But not all interactions are so charged (or legendary). Some simply display the juxtaposition of different styles of tweets among professors. Jackie Matthes and her husband Erich Matthes of the philosophy department (@ehatmat) are both on Twitter, and sometimes use the platform to interact with or mention each other. On Nov. 30, Erich Matthes tweeted, “‘We need to be very careful with these ornaments. Some of them are even older than Daddy.’ Says my wife to our son. She’s 23 days younger than I am…” Jackie Matthes liked this tweet.

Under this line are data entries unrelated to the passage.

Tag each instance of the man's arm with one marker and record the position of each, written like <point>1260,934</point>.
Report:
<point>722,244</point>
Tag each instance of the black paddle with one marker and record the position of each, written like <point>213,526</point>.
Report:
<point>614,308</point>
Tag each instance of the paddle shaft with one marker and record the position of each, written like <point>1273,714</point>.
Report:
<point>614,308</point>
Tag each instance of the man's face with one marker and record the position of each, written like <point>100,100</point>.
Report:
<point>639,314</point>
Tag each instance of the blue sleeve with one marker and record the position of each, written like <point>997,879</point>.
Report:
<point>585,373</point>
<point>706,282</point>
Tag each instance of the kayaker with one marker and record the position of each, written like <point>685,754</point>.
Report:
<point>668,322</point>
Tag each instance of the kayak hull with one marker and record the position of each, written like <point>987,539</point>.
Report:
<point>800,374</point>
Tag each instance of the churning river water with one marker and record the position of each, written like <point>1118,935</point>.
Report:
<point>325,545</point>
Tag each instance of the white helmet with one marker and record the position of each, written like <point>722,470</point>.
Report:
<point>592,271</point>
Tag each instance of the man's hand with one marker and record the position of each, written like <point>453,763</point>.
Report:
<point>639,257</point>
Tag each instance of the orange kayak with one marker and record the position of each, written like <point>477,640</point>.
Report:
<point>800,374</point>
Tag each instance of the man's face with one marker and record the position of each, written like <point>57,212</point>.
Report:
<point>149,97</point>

And sometimes, professors’ Twitter accounts can just be a way for them to express interests that do not directly line up with their field of study. On Nov. 20, Slobodian used Twitter to profess his love for Brutalist architecture. On Nov. 26, Jackie Matthes shared an interview posted on the Wellesley website in which she and her husband answered questions about the environmental impact of plant-based meat. This spring, Rosenwald tweeted about Game of Thrones as he watched it. On Oct. 16, Slobodian tweeted, “Found my favorite 19c New England term for nouveau riche: codfish aristocracy.” Giersch quote tweeted to say, “Love the term!” Additionally, some professors even post memes. On Oct. 15, Slobodian tweeted two versions of the sign bunny meme, showing a cartoon rabbit holding signs saying “NEOLIBERALISM IS NOT A THEORY OF MARKETS” and “NEOLIBERALISM IS A THEORY OF STATE DESIGN.”

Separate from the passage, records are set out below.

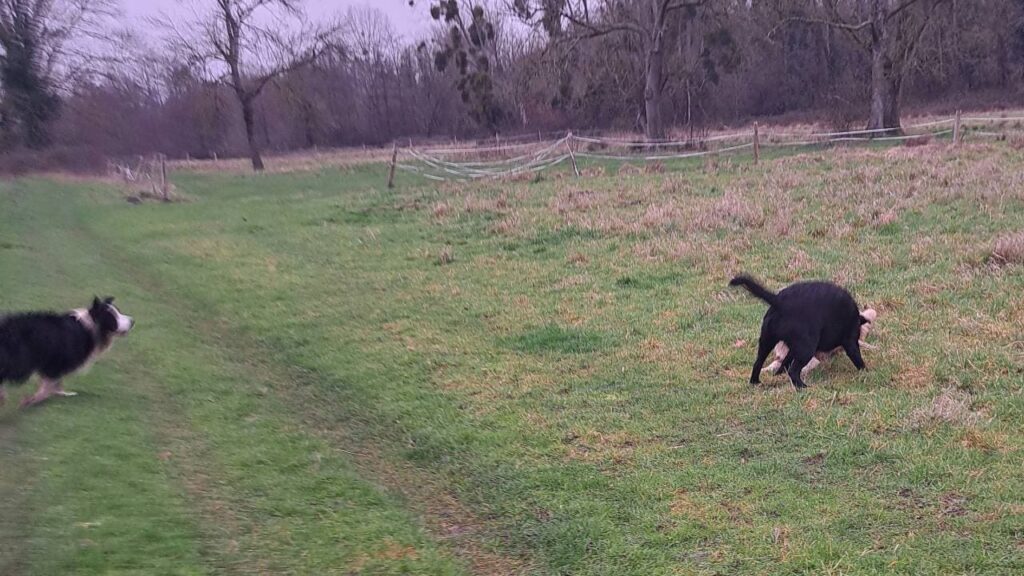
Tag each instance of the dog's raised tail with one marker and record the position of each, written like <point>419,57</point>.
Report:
<point>754,288</point>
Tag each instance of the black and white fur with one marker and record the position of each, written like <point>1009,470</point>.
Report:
<point>55,345</point>
<point>810,318</point>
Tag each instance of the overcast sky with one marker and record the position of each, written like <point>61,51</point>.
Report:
<point>410,22</point>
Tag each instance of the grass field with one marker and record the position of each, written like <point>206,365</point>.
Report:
<point>540,377</point>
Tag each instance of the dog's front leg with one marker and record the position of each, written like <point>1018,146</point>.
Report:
<point>853,351</point>
<point>765,346</point>
<point>781,351</point>
<point>46,389</point>
<point>802,356</point>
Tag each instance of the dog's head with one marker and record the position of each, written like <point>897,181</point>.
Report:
<point>108,319</point>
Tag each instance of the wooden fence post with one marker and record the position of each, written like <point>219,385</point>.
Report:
<point>568,144</point>
<point>757,144</point>
<point>956,129</point>
<point>163,177</point>
<point>394,162</point>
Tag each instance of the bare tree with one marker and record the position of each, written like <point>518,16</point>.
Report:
<point>570,22</point>
<point>36,38</point>
<point>890,31</point>
<point>248,44</point>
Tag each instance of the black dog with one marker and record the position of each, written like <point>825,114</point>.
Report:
<point>809,317</point>
<point>55,345</point>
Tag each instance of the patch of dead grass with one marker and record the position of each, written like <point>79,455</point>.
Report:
<point>951,407</point>
<point>1009,249</point>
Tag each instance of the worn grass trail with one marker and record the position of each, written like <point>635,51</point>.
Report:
<point>175,459</point>
<point>322,393</point>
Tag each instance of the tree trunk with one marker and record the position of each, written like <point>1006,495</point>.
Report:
<point>652,91</point>
<point>886,87</point>
<point>886,78</point>
<point>249,117</point>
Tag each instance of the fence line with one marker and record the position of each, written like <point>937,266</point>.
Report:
<point>546,154</point>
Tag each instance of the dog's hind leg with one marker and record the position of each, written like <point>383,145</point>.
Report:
<point>47,388</point>
<point>802,356</point>
<point>852,348</point>
<point>776,367</point>
<point>765,347</point>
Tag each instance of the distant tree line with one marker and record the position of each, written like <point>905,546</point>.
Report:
<point>253,75</point>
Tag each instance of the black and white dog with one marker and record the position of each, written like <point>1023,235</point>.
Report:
<point>810,318</point>
<point>55,345</point>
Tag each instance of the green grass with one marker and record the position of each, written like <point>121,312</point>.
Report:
<point>308,392</point>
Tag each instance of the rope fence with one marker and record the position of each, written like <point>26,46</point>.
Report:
<point>515,157</point>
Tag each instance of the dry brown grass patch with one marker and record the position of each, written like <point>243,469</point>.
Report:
<point>440,210</point>
<point>731,210</point>
<point>573,201</point>
<point>507,225</point>
<point>445,256</point>
<point>1009,249</point>
<point>952,407</point>
<point>630,170</point>
<point>914,376</point>
<point>974,439</point>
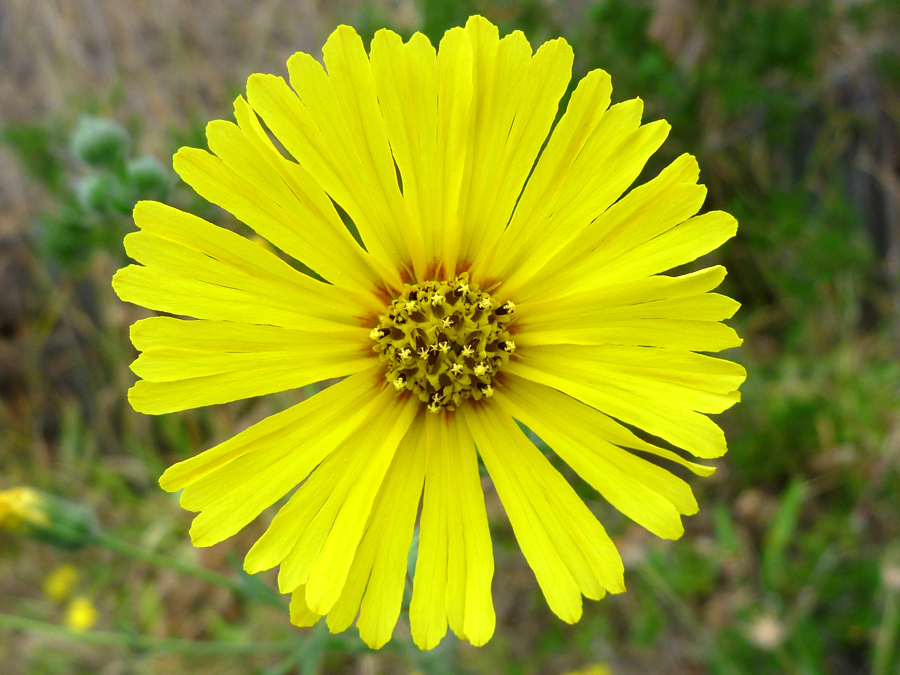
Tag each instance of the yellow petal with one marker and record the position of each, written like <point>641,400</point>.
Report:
<point>233,482</point>
<point>654,402</point>
<point>179,379</point>
<point>611,160</point>
<point>323,156</point>
<point>455,91</point>
<point>406,82</point>
<point>301,614</point>
<point>380,563</point>
<point>458,550</point>
<point>320,527</point>
<point>658,311</point>
<point>644,213</point>
<point>327,577</point>
<point>388,538</point>
<point>648,494</point>
<point>428,609</point>
<point>276,197</point>
<point>515,102</point>
<point>682,244</point>
<point>197,269</point>
<point>567,548</point>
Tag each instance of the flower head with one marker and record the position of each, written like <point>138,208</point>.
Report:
<point>21,507</point>
<point>503,278</point>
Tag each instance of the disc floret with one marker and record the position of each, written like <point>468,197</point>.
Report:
<point>444,341</point>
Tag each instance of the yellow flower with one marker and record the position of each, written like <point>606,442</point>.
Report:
<point>20,507</point>
<point>81,614</point>
<point>489,289</point>
<point>60,583</point>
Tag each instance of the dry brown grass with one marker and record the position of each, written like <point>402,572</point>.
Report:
<point>157,63</point>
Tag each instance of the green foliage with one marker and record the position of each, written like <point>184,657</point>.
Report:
<point>96,184</point>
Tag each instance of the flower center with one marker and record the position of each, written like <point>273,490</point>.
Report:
<point>444,341</point>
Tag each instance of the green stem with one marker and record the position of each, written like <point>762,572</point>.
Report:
<point>143,642</point>
<point>261,592</point>
<point>887,633</point>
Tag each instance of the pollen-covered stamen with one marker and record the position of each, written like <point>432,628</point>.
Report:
<point>444,341</point>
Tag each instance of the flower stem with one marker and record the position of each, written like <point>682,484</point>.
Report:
<point>143,642</point>
<point>252,591</point>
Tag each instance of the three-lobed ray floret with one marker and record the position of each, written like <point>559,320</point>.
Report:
<point>444,341</point>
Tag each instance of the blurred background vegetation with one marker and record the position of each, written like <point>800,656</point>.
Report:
<point>793,564</point>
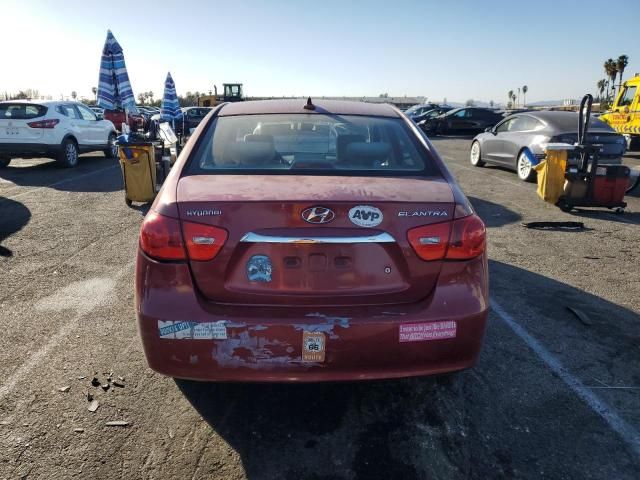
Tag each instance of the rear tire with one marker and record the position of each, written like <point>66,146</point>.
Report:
<point>112,150</point>
<point>475,156</point>
<point>68,156</point>
<point>524,169</point>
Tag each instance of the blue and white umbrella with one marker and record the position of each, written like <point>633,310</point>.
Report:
<point>170,106</point>
<point>114,88</point>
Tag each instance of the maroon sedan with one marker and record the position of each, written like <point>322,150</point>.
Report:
<point>302,242</point>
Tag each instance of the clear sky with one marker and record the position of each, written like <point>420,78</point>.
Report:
<point>454,49</point>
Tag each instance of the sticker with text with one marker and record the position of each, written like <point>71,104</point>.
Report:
<point>179,330</point>
<point>365,216</point>
<point>420,332</point>
<point>313,346</point>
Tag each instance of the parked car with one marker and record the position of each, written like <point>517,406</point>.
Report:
<point>192,116</point>
<point>266,258</point>
<point>465,120</point>
<point>429,114</point>
<point>58,130</point>
<point>418,110</point>
<point>97,110</point>
<point>505,143</point>
<point>136,121</point>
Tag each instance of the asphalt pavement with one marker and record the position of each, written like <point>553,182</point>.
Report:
<point>555,394</point>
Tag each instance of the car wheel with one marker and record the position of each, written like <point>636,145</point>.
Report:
<point>112,150</point>
<point>68,157</point>
<point>525,170</point>
<point>474,155</point>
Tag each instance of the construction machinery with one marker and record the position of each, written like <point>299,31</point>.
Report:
<point>232,92</point>
<point>624,115</point>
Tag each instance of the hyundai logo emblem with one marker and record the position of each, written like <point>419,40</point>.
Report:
<point>318,215</point>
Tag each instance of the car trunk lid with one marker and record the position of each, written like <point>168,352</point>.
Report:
<point>273,256</point>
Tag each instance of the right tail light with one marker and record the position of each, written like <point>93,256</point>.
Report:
<point>461,239</point>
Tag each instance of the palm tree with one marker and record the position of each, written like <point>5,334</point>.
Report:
<point>621,64</point>
<point>602,84</point>
<point>611,68</point>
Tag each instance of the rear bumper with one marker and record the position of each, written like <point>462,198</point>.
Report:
<point>265,344</point>
<point>28,150</point>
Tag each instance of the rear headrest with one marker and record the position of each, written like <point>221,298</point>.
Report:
<point>258,138</point>
<point>253,153</point>
<point>367,153</point>
<point>341,144</point>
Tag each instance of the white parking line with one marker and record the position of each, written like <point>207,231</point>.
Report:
<point>62,182</point>
<point>62,301</point>
<point>628,433</point>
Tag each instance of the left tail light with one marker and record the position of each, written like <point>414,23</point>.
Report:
<point>461,239</point>
<point>44,123</point>
<point>160,237</point>
<point>203,241</point>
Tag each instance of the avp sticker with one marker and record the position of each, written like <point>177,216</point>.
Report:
<point>179,330</point>
<point>313,346</point>
<point>420,332</point>
<point>365,216</point>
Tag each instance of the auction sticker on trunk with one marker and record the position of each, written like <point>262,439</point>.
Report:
<point>313,346</point>
<point>182,330</point>
<point>420,332</point>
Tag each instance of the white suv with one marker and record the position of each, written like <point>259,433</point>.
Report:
<point>58,130</point>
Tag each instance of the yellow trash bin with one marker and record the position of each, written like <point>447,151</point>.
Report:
<point>138,164</point>
<point>551,173</point>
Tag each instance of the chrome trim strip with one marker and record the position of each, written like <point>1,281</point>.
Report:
<point>259,238</point>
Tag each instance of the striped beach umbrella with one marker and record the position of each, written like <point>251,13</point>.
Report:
<point>114,88</point>
<point>170,106</point>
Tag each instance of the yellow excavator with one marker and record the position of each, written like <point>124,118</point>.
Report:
<point>624,115</point>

It is clear that professors use Twitter for a multitude of different purposes. Twitter can be a useful tool to spread the word about their scholarly research, upcoming lectures and analysis of current events. They can discuss politics in more opinionated terms than they might be able to use at work. And sometimes, they use it to talk about something unimportant they’re interested in, just like younger people do. For students, professors’ Twitter accounts can show us a different side of them than what we usually get in class, offering a glimpse into their everyday lives, if they are willing to share it.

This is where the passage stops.